While crucial to the accurate representation of Earth's climate in numerical modelling efforts, most turbulent mixing in the atmosphere and oceans occurs below typical grid scales. The goal of this workshop is to bring together researchers with expertise in both atmospheric and oceanic turbulent processes, with the hope of improving our understanding and perhaps spawning new approaches to the representation of unresolved mixing processes. Invited talks will span the range from canonical flows in their most theoretically accessible form, to more realistic flows with a full range of complications, both physical and numerical. Specific topics for discussion will be:

•The nonlinear interactions between various forms of wave motion and the large-scale slowly-varying vortices. The former have been known to be adequately described by simplified "balance" equations for 60 years. It is also known that these approximations break down at much smaller scales, but how?

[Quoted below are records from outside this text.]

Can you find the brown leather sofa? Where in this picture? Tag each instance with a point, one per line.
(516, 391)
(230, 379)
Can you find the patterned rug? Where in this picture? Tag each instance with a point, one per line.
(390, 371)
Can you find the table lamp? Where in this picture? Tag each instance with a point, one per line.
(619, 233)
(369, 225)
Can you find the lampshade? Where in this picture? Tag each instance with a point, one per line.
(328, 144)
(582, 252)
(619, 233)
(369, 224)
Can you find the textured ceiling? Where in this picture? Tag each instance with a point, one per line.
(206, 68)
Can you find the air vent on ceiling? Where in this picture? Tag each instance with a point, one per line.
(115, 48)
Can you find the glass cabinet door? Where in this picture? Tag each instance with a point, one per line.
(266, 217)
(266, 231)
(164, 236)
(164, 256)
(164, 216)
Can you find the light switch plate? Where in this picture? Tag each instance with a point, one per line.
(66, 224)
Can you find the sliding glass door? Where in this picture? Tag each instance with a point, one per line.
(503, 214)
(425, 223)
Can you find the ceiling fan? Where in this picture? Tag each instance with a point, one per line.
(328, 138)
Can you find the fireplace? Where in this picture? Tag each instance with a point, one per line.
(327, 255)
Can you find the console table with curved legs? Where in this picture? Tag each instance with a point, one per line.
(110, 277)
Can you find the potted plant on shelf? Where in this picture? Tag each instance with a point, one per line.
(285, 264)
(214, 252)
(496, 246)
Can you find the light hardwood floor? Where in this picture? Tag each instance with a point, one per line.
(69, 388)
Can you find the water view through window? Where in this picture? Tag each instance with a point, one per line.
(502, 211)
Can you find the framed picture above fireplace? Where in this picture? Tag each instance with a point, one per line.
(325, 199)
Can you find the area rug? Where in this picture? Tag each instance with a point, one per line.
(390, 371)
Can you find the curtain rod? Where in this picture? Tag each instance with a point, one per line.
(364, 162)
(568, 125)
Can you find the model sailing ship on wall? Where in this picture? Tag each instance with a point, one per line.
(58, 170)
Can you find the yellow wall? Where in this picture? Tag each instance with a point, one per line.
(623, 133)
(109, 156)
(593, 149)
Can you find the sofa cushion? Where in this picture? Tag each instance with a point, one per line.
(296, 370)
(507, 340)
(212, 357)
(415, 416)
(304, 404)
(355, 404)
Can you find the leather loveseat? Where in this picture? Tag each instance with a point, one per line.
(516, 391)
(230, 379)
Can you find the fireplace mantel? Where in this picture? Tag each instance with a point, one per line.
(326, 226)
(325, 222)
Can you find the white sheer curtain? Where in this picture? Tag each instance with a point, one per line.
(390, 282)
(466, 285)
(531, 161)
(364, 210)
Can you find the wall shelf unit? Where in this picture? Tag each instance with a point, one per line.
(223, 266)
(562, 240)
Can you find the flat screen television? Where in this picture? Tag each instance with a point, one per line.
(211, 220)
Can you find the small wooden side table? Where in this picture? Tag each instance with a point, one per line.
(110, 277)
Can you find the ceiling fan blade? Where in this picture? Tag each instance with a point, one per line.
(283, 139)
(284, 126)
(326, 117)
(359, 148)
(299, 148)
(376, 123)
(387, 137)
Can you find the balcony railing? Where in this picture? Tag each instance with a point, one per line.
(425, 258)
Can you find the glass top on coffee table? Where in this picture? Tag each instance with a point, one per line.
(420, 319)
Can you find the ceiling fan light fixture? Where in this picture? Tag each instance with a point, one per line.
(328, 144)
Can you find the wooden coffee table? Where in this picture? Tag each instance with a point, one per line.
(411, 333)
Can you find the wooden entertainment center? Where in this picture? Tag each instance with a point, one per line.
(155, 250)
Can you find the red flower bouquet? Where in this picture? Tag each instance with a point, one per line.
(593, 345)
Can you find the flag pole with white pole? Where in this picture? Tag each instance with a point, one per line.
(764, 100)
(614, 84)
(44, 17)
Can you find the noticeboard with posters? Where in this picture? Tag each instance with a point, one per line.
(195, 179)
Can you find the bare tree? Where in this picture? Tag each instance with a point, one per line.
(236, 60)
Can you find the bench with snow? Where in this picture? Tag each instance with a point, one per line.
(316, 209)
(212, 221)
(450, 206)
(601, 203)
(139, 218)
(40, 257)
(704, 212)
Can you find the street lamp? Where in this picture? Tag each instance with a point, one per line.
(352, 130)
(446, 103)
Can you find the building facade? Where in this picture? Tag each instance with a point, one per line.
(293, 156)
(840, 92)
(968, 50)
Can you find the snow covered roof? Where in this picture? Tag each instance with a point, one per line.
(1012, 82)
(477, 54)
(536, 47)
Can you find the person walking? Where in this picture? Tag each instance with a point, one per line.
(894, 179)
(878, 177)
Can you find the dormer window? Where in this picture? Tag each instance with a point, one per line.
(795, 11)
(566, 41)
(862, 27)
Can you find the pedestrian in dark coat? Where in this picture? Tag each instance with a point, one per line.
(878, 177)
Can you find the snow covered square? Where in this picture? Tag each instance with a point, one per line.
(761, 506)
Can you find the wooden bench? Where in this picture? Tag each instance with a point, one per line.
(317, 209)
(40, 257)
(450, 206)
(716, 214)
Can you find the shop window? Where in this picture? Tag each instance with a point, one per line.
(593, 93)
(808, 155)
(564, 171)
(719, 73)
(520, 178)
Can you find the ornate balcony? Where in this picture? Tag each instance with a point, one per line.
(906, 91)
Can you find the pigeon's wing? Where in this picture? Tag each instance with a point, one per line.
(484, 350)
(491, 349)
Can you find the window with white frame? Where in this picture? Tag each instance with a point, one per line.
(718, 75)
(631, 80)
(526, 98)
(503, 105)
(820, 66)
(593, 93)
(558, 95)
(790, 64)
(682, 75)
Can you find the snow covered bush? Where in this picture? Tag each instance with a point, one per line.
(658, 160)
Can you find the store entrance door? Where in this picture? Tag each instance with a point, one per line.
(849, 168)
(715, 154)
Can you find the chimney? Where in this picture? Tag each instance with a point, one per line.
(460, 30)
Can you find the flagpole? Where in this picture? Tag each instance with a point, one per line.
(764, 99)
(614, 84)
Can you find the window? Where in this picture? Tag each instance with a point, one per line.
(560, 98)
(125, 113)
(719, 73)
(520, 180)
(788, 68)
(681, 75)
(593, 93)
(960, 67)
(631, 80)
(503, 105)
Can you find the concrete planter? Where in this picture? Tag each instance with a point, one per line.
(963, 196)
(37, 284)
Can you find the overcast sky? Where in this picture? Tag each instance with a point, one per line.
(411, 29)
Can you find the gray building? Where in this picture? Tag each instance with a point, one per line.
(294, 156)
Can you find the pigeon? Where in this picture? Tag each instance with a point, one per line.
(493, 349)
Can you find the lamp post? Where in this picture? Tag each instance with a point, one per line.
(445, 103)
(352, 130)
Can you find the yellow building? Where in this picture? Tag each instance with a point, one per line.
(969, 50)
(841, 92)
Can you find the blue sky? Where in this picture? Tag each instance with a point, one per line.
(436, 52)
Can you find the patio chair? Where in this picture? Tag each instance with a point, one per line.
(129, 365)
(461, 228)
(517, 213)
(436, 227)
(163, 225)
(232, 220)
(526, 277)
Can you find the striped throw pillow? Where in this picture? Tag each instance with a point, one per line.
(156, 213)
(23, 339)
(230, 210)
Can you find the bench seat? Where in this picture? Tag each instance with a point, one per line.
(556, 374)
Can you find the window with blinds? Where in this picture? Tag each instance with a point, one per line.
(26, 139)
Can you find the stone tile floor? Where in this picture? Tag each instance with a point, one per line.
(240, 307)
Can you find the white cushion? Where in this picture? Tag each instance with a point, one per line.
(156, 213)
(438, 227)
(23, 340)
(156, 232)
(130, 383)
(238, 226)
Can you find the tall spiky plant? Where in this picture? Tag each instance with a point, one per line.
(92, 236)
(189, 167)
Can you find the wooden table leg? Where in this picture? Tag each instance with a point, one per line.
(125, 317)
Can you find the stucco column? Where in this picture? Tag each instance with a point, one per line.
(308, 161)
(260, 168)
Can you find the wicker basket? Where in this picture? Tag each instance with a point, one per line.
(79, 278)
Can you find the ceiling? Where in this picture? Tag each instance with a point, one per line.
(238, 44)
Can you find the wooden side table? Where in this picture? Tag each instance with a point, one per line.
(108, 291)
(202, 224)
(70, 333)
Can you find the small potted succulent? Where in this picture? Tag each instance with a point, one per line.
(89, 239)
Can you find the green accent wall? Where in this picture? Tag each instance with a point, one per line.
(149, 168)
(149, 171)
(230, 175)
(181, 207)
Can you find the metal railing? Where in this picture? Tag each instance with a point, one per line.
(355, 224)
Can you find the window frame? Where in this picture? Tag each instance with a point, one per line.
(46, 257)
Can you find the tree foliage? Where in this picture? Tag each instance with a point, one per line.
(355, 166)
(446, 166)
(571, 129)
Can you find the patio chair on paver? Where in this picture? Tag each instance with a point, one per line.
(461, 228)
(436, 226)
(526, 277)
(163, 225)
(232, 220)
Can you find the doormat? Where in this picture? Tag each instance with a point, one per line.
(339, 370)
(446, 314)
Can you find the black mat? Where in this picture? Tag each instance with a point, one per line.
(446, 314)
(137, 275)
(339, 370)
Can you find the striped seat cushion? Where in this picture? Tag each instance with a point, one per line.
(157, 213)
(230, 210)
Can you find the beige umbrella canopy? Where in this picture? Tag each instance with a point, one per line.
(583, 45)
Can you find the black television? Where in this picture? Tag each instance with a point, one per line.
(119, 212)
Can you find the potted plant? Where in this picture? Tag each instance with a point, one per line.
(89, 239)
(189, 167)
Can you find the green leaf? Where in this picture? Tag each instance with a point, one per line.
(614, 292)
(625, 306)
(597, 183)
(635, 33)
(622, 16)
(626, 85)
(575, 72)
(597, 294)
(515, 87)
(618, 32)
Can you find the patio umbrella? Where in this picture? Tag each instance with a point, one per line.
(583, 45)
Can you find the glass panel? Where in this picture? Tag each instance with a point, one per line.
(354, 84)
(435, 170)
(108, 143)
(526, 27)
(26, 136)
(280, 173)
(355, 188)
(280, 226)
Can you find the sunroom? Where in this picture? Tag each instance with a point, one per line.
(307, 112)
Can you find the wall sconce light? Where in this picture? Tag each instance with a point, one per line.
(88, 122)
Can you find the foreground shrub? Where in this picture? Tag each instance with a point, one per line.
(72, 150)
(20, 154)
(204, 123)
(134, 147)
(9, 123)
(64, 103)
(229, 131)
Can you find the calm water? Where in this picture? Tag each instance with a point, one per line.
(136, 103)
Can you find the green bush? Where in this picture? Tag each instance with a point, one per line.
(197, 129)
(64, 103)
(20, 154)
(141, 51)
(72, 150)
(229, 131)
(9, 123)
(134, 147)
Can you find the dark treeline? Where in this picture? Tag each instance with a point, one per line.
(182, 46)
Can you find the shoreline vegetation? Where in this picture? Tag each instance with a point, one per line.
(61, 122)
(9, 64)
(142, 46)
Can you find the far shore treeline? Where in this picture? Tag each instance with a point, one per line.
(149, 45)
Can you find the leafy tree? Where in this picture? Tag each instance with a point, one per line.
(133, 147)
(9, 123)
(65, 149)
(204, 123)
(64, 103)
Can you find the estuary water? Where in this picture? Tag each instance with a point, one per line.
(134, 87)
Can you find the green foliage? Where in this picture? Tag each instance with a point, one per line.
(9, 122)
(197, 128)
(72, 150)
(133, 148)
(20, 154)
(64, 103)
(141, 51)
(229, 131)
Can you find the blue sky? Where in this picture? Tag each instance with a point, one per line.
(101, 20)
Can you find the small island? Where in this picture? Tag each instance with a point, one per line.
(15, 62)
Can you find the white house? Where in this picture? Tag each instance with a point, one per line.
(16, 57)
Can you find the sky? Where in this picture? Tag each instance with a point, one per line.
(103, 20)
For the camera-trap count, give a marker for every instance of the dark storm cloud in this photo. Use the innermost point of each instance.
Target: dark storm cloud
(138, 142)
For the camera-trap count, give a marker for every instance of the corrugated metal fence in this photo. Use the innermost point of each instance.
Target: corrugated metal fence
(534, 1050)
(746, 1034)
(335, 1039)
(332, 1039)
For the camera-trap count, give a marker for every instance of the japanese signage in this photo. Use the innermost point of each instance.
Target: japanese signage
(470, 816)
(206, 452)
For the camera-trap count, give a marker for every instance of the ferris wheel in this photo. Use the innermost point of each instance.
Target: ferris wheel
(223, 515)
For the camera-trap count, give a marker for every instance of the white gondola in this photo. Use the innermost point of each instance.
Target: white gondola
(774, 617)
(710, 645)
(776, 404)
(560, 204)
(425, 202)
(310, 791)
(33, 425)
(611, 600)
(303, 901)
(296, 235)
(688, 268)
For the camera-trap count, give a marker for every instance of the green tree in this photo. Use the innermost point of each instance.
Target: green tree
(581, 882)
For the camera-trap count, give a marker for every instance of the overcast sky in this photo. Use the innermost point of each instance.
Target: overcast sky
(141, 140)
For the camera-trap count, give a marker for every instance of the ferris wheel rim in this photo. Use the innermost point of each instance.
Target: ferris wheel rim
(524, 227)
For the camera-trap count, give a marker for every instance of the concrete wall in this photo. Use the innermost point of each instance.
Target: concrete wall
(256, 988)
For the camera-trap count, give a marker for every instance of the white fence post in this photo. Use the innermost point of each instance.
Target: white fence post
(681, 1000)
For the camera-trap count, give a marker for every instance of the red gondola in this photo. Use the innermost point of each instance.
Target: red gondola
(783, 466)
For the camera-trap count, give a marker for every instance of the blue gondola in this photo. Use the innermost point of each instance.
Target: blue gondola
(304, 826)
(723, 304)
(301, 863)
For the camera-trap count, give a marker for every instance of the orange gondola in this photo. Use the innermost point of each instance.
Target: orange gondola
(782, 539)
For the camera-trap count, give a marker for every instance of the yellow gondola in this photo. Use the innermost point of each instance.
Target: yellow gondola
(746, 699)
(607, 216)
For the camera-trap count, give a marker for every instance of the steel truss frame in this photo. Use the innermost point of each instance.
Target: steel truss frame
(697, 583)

• The role of boundaries, both external and internal (e.g. mixing barriers, the tropopause), where local dynamics are poorly understood.

•Whether the (sub-)mesoscale dynamics can be explained in terms of stratified turbulence, the influence of boundaries or both.

• The mechanical energy budget in the ocean and the route to dissipation; the relative roles of loss of balance and boundaries.

• Anisotropy in rotating stratified turbulence, e.g. surface front formation, including higher-order balance; jets and their influence on the larger scales.

Recent experimental, numerical and theoretical progress on such topics justifies a wide ranging debate on these fundamental questions.